Pembunuhan atlet Olimpiade Israel oleh sekelompok orang Palestina, yang
menamakan diri "September Hitam", dibalas dengan operasi intelijen yang
berdarah.
Agen rahasia Israel, Mossad, membunuh Ali Hassan Salameh pada 22
Januari 1979 di Beirut, sebagai pembalasan atas pembunuhan atlet Israel
pada Olimpiade Munich, Jerman, September 1972.
Foto: einestages.spiegel.de.
Foto: einestages.spiegel.de.
21
Juli 1973, sekira pukul 10:30. Seusai menonton bioskop, seorang pria
berkulit gelap, menggandeng tangan istrinya yang sedang hamil, menyusuri
Jalan Porobakakan di Lillehammer, Norwegia. Tiba-tiba, sebuah mobil
berhenti di samping mereka. Dua pria keluar dan dengan pistol Beretta
menembak sang calon ayah. Dia meninggal diiringi jeritan istrinya.
Para pembunuh itu bekerja untuk dinas rahasia
Israel, Mossad. Mereka yakin telah membunuh seorang Palestina Ali Hassan
Salameh yang dijuluki “Pangeran Merah.” Menurut hasil penyelidikan
Mossad, Ali Hassan Salameh adalah satu dari delapan orang Palestina yang
menamakan diri “September Hitam” dan menyandera atlet Israel dalam
Olimpiade Munich, Jerman, tahun 1972. Dalam penyanderaan tersebut,
sebelas atlet Israel, lima pelaku penyanderaan, dan seorang polisi
Jerman tewas.
Sejak “pembunuhan Munich” agen-agen Israel mengejar
orang-orang di balik penyanderaan itu. Ini adalah operasi terorganisir
pemerintah Israel dalam skala besar. Wartawan Time, Aaron Klein, dalam bukunya The Avengers, menyebutnya sebagai “Operasi Murka Tuhan”.
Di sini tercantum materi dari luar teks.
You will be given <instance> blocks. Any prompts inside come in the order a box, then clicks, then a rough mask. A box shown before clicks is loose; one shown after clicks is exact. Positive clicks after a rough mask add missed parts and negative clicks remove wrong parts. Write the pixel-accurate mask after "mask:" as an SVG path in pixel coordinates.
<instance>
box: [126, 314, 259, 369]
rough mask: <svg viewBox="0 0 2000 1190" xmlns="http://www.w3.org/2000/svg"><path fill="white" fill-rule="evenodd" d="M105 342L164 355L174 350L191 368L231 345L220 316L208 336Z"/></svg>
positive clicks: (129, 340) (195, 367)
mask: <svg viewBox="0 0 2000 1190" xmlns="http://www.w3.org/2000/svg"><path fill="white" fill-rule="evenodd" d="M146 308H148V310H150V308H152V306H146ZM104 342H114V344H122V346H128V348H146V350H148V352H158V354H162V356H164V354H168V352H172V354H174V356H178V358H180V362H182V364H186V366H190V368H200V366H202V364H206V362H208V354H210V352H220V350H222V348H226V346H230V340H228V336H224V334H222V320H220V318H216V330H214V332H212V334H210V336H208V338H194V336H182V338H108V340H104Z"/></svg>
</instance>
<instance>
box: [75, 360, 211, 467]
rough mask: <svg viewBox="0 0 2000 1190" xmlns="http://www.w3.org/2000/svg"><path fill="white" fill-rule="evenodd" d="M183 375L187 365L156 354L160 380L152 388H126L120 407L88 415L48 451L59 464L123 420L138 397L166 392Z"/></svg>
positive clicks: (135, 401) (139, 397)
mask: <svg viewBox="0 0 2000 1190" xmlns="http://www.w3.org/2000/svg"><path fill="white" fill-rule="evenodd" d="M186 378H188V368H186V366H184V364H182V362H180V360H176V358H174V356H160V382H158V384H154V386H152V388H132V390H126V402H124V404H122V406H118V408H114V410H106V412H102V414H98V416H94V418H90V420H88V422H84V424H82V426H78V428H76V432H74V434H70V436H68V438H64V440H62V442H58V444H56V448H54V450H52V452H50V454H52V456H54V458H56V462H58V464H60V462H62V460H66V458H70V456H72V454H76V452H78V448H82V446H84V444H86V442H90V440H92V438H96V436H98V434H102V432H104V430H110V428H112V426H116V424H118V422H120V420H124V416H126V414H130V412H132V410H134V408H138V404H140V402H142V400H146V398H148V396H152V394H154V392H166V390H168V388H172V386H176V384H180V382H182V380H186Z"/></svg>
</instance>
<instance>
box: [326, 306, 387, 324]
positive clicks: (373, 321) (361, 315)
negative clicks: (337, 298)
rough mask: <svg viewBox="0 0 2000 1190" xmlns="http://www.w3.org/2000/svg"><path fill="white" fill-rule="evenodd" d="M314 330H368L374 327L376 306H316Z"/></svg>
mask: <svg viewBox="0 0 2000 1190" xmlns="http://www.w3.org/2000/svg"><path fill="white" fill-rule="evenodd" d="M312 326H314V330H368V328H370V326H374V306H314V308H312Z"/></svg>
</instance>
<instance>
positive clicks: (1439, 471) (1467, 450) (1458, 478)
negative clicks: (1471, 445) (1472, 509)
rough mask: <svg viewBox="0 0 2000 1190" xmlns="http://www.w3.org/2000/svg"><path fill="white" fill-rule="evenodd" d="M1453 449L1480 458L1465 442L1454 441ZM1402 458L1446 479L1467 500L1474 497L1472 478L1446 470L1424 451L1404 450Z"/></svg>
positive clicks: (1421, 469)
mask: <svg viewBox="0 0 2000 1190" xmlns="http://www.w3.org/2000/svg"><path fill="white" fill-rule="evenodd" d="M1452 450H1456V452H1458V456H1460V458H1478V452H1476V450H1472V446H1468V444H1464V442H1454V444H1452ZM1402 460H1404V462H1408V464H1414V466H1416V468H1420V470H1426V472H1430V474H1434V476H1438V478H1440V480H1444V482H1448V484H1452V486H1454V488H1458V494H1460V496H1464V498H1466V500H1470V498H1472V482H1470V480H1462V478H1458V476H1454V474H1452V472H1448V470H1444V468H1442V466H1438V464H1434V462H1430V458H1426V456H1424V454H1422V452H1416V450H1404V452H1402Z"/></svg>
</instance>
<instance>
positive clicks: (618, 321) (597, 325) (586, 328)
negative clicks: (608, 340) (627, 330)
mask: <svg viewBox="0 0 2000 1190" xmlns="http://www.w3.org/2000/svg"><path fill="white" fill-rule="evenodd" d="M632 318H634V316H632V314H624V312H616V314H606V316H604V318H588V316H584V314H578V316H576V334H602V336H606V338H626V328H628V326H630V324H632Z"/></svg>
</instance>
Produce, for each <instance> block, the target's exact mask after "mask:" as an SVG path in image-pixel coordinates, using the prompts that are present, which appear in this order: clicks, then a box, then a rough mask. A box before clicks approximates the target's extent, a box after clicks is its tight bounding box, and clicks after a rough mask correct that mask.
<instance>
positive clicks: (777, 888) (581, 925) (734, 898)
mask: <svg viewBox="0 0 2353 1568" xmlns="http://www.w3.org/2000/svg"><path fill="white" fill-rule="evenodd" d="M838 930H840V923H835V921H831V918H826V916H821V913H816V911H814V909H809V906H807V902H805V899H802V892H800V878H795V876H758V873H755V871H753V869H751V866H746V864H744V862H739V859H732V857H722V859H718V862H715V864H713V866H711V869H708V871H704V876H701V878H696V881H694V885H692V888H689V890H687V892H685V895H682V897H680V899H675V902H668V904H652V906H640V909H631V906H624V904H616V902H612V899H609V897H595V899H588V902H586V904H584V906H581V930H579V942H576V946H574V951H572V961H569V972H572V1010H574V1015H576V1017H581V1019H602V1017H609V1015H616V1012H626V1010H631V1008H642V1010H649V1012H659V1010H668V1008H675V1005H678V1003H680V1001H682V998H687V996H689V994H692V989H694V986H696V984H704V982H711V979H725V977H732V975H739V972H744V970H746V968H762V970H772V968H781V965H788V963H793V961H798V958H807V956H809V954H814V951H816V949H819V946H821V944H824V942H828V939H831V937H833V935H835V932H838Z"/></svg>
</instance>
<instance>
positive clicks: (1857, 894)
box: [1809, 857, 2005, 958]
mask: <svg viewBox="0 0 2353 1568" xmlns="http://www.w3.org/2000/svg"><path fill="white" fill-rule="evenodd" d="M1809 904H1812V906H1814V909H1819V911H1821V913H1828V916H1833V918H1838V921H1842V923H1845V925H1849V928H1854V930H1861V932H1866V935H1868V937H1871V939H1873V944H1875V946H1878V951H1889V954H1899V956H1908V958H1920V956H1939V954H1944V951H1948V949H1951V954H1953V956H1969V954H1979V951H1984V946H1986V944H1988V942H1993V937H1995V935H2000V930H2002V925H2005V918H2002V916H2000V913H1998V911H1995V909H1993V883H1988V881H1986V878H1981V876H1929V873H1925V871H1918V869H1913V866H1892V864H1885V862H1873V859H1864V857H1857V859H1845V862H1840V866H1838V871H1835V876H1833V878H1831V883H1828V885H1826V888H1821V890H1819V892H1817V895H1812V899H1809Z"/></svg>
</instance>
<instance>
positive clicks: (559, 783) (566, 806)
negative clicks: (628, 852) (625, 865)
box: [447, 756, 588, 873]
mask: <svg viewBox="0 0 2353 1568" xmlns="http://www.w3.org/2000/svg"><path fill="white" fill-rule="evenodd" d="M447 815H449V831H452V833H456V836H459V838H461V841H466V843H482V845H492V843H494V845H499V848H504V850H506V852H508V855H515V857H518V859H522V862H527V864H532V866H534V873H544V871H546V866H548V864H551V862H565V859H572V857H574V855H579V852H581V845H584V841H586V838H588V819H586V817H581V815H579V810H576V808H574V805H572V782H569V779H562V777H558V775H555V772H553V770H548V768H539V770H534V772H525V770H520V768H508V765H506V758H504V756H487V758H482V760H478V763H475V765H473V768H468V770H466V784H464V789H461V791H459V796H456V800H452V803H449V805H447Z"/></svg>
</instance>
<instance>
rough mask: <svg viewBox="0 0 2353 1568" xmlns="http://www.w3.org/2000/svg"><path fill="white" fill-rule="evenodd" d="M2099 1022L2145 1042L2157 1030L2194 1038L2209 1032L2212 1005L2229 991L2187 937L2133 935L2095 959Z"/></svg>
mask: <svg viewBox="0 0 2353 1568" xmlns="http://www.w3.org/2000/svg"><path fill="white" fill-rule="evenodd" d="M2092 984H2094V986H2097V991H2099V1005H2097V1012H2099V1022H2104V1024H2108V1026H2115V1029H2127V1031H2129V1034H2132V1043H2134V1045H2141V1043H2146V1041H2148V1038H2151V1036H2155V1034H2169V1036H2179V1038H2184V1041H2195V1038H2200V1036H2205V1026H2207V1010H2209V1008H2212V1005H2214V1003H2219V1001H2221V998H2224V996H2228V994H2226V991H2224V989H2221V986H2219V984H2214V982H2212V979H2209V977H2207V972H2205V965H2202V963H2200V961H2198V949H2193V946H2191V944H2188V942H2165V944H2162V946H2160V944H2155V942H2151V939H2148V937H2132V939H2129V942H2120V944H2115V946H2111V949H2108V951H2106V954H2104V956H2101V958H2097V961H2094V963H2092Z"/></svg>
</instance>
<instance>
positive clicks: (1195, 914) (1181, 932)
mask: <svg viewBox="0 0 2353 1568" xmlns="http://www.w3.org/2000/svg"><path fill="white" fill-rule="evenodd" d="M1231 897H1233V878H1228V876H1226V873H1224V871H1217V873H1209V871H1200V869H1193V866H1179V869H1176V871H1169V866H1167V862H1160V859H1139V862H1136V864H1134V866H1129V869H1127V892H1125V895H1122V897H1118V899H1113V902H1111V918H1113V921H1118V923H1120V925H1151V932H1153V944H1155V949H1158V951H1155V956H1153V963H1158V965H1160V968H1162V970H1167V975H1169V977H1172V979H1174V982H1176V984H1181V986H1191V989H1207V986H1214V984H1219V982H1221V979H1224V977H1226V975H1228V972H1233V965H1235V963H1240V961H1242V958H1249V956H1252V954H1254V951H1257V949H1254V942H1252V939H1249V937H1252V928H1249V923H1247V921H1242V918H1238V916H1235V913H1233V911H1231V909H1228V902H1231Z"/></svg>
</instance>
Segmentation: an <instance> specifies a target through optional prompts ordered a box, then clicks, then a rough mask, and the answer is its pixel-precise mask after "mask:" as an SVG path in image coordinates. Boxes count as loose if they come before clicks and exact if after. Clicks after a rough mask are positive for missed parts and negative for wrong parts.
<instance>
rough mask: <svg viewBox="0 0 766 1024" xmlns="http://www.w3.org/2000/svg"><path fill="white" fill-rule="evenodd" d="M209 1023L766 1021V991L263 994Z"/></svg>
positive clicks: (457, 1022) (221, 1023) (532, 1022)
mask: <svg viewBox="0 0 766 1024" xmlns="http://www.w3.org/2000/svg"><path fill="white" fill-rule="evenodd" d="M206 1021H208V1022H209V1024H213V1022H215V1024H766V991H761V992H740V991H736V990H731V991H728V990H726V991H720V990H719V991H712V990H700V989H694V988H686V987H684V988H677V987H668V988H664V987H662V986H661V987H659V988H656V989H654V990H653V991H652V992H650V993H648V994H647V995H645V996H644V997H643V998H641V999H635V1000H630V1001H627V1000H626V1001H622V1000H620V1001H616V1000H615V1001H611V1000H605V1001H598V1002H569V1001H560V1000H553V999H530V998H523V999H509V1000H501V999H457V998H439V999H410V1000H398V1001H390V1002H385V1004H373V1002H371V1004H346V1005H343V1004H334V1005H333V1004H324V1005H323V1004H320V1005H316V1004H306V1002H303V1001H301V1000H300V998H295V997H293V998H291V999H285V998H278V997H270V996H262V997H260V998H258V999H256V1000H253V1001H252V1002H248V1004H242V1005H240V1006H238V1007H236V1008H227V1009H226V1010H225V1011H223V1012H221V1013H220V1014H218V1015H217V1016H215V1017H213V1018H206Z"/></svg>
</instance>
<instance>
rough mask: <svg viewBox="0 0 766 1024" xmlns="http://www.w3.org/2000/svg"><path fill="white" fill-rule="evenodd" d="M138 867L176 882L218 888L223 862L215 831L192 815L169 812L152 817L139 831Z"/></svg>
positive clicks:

Hanya tiga hari setelah tragedi tersebut, pesawat
tempur Israel menyerang kamp Palestina di Lebanon dan Suriah. “200 orang
meninggal dunia, menurut data Israel, semata-mata teroris,” tulis Peter
Maxwill dalam Spiegel Online (19/7). Selain itu, pemerintah
Israel di Yerusalem mengirim 1.350 tentara ke Lebanon Selatan, dan
menembak mati 45 orang, ratusan rumah hancur. Itu operasi militer
balasan yang berdarah. Tapi pembalasan yang sebenarnya diumumkan Perdana
Menteri Israel Golda Meir: “Di mana pun serangan sedang dipersiapkan,
di mana pun orang membunuh orang Yahudi dan rencana Israel –tepat di
mana kita harus menyerang.”
Untuk memburu para penyandera “September Hitam”,
pemerintah Israel membentuk operasi intelijen Caesarea yang dipimpin
perwira Mossad, Michael Harari. Agen-agen Caesarea menghabisi
orang-orang yang dituduh terlibat dalam tragedi Munich, seperti penulis
Wael Zweiter, yang bekerja sebagai penerjemah di Kedutaan Libya di Roma;
sejarawan Mahmoud Hamshari; pengacara Irak Basil al-Kubaissi;
wakil-wakil pejabat Organisasi Pembebasan Palestina (PLO) Muhammed
Jussuf Nadschar, Kamal Adwan, dan Kamal Nassir.
Namun, lelaki yang dibunuh di Lillehammer ternyata
bukan Ali Hassan Salameh, tapi Ahmed Bouchiki, seorang pelayan asal
Maroko. “Tim Caesarea telah membunuh orang yang tidak bersalah,” tulis
Peter Maxwill. Polisi Norwegia menangkap setengah lusin agen Israel,
lima di antaranya dijatuhi hukuman beberapa tahun penjara.
Mossad baru berhasil membunuh Ali Hassan Salameh
pada 22 Januari 1979 dengan meledakkan mobil yang dikendarainya. Akibat
ledakan itu, duabelas orang pejalan kaki ikut tewas. Pada Juni 1992,
duapuluh tahun setelah tragedi Munich, kepala intelijen PLO Reny Bseiso
ditembak dua orang asing yang mendekatinya, dalam perjalanan kembali ke
Paris dari pertemuan di Berlin.
Reny Bseiso mungkin korban terakhir dari Caesarea.
Tapi, menurut Peter Maxwill mereka belum mencapai tujuan mereka karena
terduga lainnya seperti pendukung Abu Ijad dan Abu Daoud belum
tertangkap.
Akibat salah sasaran, pada Januari 1996, Perdana Menteri Shimon Peres
memberikan kompensasi kepada keluarga Bouchiki sebesar 400.000 dolar,
tapi dengan satu syarat: “Israel tak akan bertanggungjawab,” kata Peres,
dalam konferensi pers, “karena Israel bukan organisasi pembunuhan.”